This appeared in the Pioneer in 1999
Laterality is the word used to describe the "specialized functioning in each hemisphere of the brain or in the side of the body which each controls" (Britannica). The most familiar example of this is called "handedness", the way that most of us favour the use of one hand over the other. But there is "handedness" in the way we use our eyes and our feet too.
You can check which of your two eyes is dominant by a simple test. Hold the forefinger of one hand about six inches away from your face, parallel with your nose. With both eyes open, centre the finger on some distant object like a vase or a lamp across the room from you. Close first one eye then the other. You will find that one of the eyes will reveal a view of the finger correctly centred on the vase or lamp while the other eye will show the finger displaced to one side. The eye with which you see the finger correctly centred is considered the dominant one. It does not necessarily follow that the side on which your hand is dominant will be the same one on which your eye is dominant.
According to the encyclopaedia, about three-quarters of right-handed and one third of left-handed people are right-eye dominant. Though the great majority of people are right-handed, there is no evidence to show that one side or the other is in any sense "better". Some famous lefties are: Napoleon, Einstein, Oprah Winfrey and Bill Gates.
I used to want to train my left hand for writing with so that I would have back-up in case I lost the use of my right hand.
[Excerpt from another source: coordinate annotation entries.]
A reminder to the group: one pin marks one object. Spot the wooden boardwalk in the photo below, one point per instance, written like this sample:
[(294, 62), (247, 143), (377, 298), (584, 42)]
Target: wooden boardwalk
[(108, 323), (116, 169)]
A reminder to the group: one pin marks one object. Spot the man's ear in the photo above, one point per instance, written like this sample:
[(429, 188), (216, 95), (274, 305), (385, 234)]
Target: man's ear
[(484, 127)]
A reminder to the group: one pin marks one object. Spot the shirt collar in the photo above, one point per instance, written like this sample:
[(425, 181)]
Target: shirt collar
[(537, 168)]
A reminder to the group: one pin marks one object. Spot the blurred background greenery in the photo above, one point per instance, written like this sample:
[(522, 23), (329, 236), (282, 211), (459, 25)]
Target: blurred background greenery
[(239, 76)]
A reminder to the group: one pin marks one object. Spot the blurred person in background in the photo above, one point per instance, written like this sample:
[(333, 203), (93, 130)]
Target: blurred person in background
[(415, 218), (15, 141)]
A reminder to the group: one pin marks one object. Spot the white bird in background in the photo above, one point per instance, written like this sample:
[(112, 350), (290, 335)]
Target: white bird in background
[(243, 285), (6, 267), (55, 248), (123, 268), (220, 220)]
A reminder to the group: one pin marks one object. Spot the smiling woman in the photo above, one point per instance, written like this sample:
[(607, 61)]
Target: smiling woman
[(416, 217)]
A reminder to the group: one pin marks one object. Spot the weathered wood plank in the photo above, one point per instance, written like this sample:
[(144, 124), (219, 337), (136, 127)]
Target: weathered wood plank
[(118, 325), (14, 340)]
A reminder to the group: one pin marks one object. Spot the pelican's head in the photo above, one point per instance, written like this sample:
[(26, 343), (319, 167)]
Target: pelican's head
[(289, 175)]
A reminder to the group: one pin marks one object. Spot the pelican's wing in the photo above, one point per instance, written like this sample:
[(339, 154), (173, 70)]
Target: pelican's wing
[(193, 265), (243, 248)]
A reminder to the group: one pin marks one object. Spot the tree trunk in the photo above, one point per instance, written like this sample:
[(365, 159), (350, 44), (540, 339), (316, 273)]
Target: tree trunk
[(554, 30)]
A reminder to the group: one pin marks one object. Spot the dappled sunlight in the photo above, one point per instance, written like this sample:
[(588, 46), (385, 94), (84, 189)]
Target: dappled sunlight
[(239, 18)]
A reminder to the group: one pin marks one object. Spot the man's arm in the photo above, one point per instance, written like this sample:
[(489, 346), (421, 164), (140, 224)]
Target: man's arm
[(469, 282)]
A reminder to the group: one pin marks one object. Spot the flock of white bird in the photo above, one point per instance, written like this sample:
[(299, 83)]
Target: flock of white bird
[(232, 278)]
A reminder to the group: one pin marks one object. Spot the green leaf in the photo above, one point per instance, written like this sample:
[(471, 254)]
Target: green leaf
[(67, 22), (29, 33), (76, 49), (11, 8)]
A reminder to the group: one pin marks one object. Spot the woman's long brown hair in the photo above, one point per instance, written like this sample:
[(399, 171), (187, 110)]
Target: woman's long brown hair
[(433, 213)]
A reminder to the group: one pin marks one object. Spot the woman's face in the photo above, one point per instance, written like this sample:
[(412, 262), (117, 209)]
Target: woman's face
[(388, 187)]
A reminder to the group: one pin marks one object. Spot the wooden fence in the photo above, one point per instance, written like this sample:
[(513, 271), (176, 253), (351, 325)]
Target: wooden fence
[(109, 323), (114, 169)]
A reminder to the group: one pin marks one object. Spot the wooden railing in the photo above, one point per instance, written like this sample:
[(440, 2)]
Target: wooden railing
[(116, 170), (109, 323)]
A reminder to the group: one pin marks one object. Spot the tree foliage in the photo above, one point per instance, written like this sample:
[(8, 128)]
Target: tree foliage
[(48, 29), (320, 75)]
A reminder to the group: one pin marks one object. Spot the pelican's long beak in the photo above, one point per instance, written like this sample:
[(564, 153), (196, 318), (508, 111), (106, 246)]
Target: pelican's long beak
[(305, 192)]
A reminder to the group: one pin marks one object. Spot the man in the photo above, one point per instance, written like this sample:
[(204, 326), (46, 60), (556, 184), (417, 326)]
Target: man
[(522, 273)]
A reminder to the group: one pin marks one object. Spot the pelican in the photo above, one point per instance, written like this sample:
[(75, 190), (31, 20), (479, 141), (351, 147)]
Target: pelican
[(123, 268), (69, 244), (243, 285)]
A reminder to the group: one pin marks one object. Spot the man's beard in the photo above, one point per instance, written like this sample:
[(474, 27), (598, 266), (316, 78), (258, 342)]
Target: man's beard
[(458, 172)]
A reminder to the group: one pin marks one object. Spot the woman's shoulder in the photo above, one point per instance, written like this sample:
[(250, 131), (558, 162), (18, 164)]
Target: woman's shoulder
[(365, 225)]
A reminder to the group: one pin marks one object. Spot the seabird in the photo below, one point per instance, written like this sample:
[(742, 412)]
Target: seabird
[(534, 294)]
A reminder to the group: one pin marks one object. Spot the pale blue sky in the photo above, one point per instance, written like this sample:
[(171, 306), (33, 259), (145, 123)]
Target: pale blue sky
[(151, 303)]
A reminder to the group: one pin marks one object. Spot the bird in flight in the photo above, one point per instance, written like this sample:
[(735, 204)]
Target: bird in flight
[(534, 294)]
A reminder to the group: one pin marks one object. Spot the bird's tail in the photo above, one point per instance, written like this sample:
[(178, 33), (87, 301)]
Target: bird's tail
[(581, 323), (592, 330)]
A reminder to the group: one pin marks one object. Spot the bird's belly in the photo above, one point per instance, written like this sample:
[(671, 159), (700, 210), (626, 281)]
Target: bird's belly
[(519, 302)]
But it was a strain. Even now, I find that though I can form letters and if I concentrate hard, draw a simple object, it's not comfortable. My right hand rests nearby, "watching" as its companion does the thing that it does so much better. I can actually feel my right hand's tension and disapproval! It's as if the two hands have come to an understanding that this one will do a certain kind of work and the other one, the left one, well ... it accepts its place as the junior in this unique partnership they have, as the manual extremities of my body.
Of course, when both hands are engaged in using a key board, they are equally responsible. Sometimes I wonder if my left-hand feels happy about that or whether it would prefer to live a more indolent life. There was a time when I wanted to learn the guitar. To play it I needed to use my left hand to press down the strings of the guitar to form chords. One of the reasons I didn't progress very far was that I found it too difficult to think with my left hand. I could practically hear it, whining and complaining that this job of remembering chord arrangements and pressing down on the sharp steel strings was too much for it. It didn't mind the piano, however and for a while, both hands played happily together. But then I moved out of the house in which there was a piano and my musical education braked to a halt.
It is not clear to scientists what the purpose, if any, of laterality is. Why should there be a bias in favour of any one side? Why isn't everyone ambidextrous? Why aren't there as many lefties as righties? So far, there are no obvious answers. Some scientists believe that any child can be trained to prefer to use one particular hand. In recent years, however, there has been a movement away from interfering with a child's spontaneous preferences. I have certainly noticed that I meet more lefties nowadays, in India, than I used to. I believe this is because parents are no longer preventing their children from favouring their left hands, which used to be a traditional taboo.
Handedness interests me. It is a difference with which people are born, something they do not choose. The problems of adjustment they have in a world in which all kinds of ordinary implements are created for righties, from scissors to knives to the fixed writing tablets on academic-hall chairs to spiral binders, are the result of belonging to a minority. Though we are constantly pressurized to succumb to the demands of majority groups, here is an example of a naturally occurring group of people, which is completely normal but different.
Lefties gain some advantages by being different -- in sports or in battle, for instance, a lefty can sometimes win because righties are too used to being amongst other righties. The fact that there are lefties thriving amidst overwhelming numbers of righties is a reminder that being different does not mean being wrong. Lefties represent nature's celebration of variety. They are a challenge to the forces of vicious conformity that cause so much of the world's torment and bloodshed today.